Watch Out For Possible Data Loss On Early Linux 5.12 Kernels
( TLDR: Will report upstream when having more information in a brief manner with shorter steps to reproduce than first needing to run a number of benchmarks, but for now just mentioning this for those that may otherwise be eager in trying out Linux 5.12 Git on systems where you would rather not face possible data loss... Still working on obtaining more data but at least with the testing over the past few days, I am confident now in saying there definitely seems to be a nasty issue in 5.12 Git at the moment that may leave you with some headaches. )
With nearing the end of the Linux 5.12 merge window, I've begun firing up Linux 5.12 Git benchmarks using the latest Ubuntu Mainline Kernel PPAs (for easy reproducibility) in as usual looking for any performance changes across an assortment of hardware. But with Linux 5.12 on all my attempts thus far I have been left with file-system corruption.
Earlier in the week I woke up to one of the test systems rebooted and stuck at GRUB, unable to boot the system. Booting a live USB and running e2fsck on that system yielded a ton of errors. After that process and mounting the partition, none of the data was there.
Trying again on that Ryzen 9 5900X + RX 5600 XT system with a different NVMe drive and again running Ubuntu 20.10 + EXT4 with the latest Linux 5.12 daily build of the day, sure enough half-way through the testing the system became inoperable with the "structure needs cleaning" errors. Trying again with the lengthy e2fsck -y run, none of the data appeared recoverable after mounting the fixed file-system.
On a third try and repeating the same test being run, it happened again. This time at least the file-system shifted over to read-only mode so at least was able to see the issue being triggered under memory pressure. The kernel log pointed to AMDGPU driver errors over not enough memory for command submission and that cascaded into other out-of-memory errors and ultimately EXT4 file-system errors...
With the system being up at least, indeed was able to see this was being triggered when running the ParaView workstation visualization software.

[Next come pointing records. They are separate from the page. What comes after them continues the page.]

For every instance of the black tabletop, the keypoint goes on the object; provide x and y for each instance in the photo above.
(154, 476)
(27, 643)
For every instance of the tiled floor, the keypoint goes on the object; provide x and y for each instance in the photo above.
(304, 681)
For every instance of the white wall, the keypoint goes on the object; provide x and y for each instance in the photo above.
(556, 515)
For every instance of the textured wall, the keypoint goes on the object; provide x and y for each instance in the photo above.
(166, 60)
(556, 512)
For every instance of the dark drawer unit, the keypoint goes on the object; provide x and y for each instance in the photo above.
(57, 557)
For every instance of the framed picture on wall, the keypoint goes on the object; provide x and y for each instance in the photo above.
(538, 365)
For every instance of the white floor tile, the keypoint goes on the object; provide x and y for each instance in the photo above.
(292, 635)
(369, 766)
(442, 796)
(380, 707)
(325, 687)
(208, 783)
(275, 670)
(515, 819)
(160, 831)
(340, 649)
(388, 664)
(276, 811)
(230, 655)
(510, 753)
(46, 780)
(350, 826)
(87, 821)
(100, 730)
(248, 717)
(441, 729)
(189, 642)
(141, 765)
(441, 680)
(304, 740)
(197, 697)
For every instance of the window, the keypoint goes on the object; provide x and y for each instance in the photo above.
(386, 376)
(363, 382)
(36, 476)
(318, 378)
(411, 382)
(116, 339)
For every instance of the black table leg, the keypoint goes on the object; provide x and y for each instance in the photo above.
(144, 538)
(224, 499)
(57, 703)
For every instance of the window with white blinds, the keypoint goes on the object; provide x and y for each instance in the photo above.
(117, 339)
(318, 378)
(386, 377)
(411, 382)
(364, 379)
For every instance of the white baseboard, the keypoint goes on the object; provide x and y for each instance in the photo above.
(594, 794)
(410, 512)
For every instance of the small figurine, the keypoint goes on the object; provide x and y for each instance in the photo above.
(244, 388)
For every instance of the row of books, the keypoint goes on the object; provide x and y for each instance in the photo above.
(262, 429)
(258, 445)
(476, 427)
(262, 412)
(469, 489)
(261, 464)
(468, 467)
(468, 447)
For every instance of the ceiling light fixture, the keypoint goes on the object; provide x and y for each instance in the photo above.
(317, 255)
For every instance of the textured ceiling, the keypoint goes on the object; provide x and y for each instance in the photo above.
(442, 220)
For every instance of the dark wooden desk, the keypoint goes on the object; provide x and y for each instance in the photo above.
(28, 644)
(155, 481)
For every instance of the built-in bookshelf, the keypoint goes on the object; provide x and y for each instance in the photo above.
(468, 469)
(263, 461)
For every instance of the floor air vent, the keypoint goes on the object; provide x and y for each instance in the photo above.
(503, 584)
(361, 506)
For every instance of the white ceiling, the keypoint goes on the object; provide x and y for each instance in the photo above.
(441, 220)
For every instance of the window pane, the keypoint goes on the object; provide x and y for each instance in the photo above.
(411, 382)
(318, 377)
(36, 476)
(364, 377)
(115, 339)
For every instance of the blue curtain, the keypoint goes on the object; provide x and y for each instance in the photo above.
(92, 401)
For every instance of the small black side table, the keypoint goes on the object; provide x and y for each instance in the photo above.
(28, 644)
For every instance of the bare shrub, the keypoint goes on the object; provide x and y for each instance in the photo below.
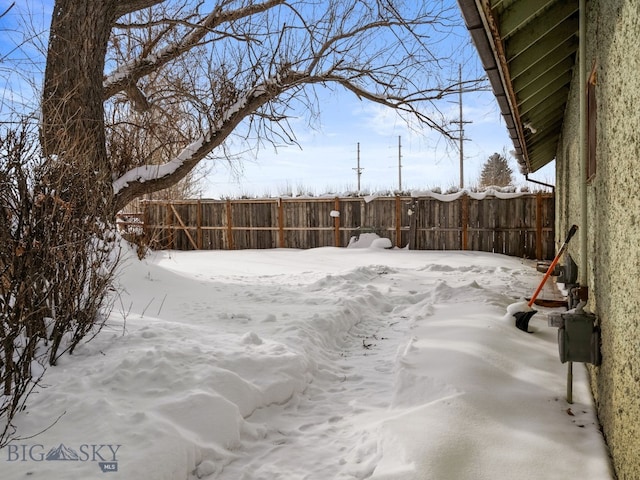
(57, 260)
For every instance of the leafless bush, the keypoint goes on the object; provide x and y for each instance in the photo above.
(56, 266)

So after freshly re-installing Ubuntu, moving to the latest daily kernel, and trying again, I first started with running the ParaView benchmark straight away - this time though it passed and didn't exhibit any problems.
I then re-started the benchmarks over again from the original result file to maintain the same benchmarks and ordering as when originally hitting the problem but to which ran fine on Linux 5.11, and indeed - when hitting the ParaView test case the system dropped out again... In none of the cases was e2fsck able to correct the file-system and allow for remounting of the data.
That's all I know at the moment regarding this on Linux 5.11. I've been able to effectively reproduce it now on multiple systems with varying daily kernel builds from this week, simply using a clean install and then running phoronix-test-suite benchmark 2102250-HA-5900XLINU47 by the time of hitting ParaView the system is left in a very bad state.
Linux 5.11 runs fine, but Linux 5.12 with these tests is leaving the tested hardware so far in bad shape.
The EXT4 changes were quite small this time around and only sent out yesterday, so would seem to be something happening outside of EXT4, just that most of my benchmark systems are using that file-system.
If you have a spare (seemingly GPU-enabled, given ParaView seems to be the ultimate trigger at least for the combination of tests I've been running) system and don't mind possible data loss but want to help trying to reproduce, on Ubuntu try the latest daily kernel builds and then simply run the phoronix-test-suite benchmark 2102250-HA-5900XLINU47 and see if your system can survive. So far none of mine have been able to with the Git kernel builds while running fine on Linux 5.11 and prior.